Unnamed: 0,id,date,store_nbr,family,onpromotion,city,state,type,cluster
0,3000888,2017-08-16,1,AUTOMOTIVE,0,Quito,Pichincha,D,13
1,3000889,2017-08-16,1,BABY CARE,0,Quito,Pichincha,D,13
2,3000890,2017-08-16,1,BEAUTY,2,Quito,Pichincha,D,13
3,3000891,2017-08-16,1,BEVERAGES,20,Quito,Pichincha,D,13
4,3000892,2017-08-16,1,BOOKS,0,Quito,Pichincha,D,13


If the value of the variable 'transferred' is true, people work on the day and have a day-off on another day. To leave only the data people actually didn't go to work, let's filter out the rows which have the true value for the variable 'transferred'.

In [12]:
holiday = holiday[holiday['transferred'] == False]
holiday.head()

Unnamed: 0,date,type,locale,locale_name,description,transferred
0,2012-03-02,Holiday,Local,Manta,Fundacion de Manta,False
1,2012-04-01,Holiday,Regional,Cotopaxi,Provincializacion de Cotopaxi,False
2,2012-04-12,Holiday,Local,Cuenca,Fundacion de Cuenca,False
3,2012-04-14,Holiday,Local,Libertad,Cantonizacion de Libertad,False
4,2012-04-21,Holiday,Local,Riobamba,Cantonizacion de Riobamba,False


In [13]:
# subset holiday data to each type of holiday 
national = holiday[holiday['locale'] == 'National']
national = national.drop(['description','transferred'], axis=1)
regional = holiday[holiday['locale'] == 'Regional']
regional = regional.drop(['description','transferred'], axis=1)
local = holiday[holiday['locale'] == 'Local']
local = local.drop(['description','transferred'], axis=1)

In [14]:
# set the appropriate column names to each dataset 
national.columns = ['date', 'holi_type', 'holi_nation', 'nation']
regional.columns = ['date', 'holi_type', 'holi_region', 'state']
local.columns = ['date', 'holi_type', 'holi_local', 'city']

In [15]:
# combine each holiday dataset with train and test dataset respectively
train = pd.merge(train, national, how = 'left', on = 'date')
train = pd.merge(train, regional, how = 'left', on = ['date','state'])
train = pd.merge(train, local, how = 'left', on = ['date','city'])

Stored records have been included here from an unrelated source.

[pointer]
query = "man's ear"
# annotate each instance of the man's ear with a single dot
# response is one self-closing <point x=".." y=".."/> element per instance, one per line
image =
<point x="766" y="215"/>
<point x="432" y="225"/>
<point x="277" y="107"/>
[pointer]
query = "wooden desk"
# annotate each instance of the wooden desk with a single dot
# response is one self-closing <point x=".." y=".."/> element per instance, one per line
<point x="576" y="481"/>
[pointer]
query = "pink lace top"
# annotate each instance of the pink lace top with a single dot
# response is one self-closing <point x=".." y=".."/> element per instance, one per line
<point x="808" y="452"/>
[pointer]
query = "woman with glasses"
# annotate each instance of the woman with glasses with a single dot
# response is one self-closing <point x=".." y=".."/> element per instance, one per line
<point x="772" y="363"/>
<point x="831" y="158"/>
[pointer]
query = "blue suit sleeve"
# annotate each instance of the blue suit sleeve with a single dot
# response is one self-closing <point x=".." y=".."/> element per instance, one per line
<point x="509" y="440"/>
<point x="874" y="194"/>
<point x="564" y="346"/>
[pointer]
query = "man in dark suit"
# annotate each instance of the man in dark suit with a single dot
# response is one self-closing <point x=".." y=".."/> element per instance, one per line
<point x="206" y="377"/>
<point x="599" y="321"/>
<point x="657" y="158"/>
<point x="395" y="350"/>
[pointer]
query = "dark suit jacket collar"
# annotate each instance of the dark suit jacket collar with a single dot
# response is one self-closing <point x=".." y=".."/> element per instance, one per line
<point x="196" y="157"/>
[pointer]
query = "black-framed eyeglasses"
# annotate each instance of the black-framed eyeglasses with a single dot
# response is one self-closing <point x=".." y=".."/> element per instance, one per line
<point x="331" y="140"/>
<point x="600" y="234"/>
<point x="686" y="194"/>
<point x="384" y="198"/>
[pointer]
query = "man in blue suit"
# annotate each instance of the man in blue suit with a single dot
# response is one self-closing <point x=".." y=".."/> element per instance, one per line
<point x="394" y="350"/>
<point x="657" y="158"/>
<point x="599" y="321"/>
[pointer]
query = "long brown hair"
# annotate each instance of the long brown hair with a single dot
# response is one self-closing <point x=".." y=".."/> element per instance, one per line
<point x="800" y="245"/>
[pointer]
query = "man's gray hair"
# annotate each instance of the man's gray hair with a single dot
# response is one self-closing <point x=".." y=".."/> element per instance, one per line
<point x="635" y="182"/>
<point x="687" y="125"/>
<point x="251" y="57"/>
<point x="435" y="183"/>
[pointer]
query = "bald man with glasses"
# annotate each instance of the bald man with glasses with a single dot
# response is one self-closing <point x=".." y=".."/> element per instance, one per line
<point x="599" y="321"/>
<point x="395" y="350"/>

test = pd.merge(test, national, how = 'left', on = 'date')
test = pd.merge(test, regional, how = 'left', on = ['date','state'])
test = pd.merge(test, local, how = 'left', on = ['date','city'])

The oil dataset didn't have data for weekends so we will combine the dataset with train and test dataset to use the whole dates. Like stock prices, real time oil price is not available on the weekend, which means the latest information is Friday's oil price so we will use ffill(). However, the earliest date which is weekend doesn't have the previous data so we will use bfill for that.

In [16]:
tmp = pd.concat([train, test])
tmp = pd.DataFrame(tmp.groupby('date')['onpromotion'].mean())
tmp.reset_index(inplace=True)
tmp = pd.merge(tmp, oil, how = 'left', on = 'date')
tmp.fillna(method='ffill', inplace=True)
tmp.fillna(method='bfill', inplace=True)
tmp.drop('onpromotion', axis=1, inplace=True)
tmp.head(10)

Unnamed: 0,date,dcoilwtico
0,2013-01-01,93.14
1,2013-01-02,93.14
2,2013-01-03,92.97
3,2013-01-04,93.12
4,2013-01-05,93.12
5,2013-01-06,93.12
6,2013-01-07,93.2
7,2013-01-08,93.21
8,2013-01-09,93.08
9,2013-01-10,93.81


In [17]:
train = pd.merge(train, tmp, how = 'left', on = 'date')
test = pd.merge(test, tmp, how = 'left', on = 'date')

After merging all the dataset we need to use, let's clean data more using user-defined function.

In [18]:
def data_prep(data):
    data['holi_nation'].fillna(0, inplace=True) # fill null value with zero
    data['holi_region'].fillna(0, inplace=True) # fill null value with zero
    data['holi_local'].fillna(0, inplace=True) # fill null value with zero
    for col in ['holi_nation', 'holi_region', 'holi_local']:
        data.loc[data[col] != 0, col] = 1 # convert values to 1 unless it was null value
    
    # Since we merge three holiday datasets with the master dataset, there are duplicate columns
    # Let's combine them into one
    data.loc[data['holi_nation'] == 1, 'holi_type'] = data.loc[data['holi_nation'] == 1, 'holi_type_x']
    data.loc[data['holi_region'] == 1, 'holi_type'] = data.loc[data['holi_nation'] == 1, 'holi_type_y']   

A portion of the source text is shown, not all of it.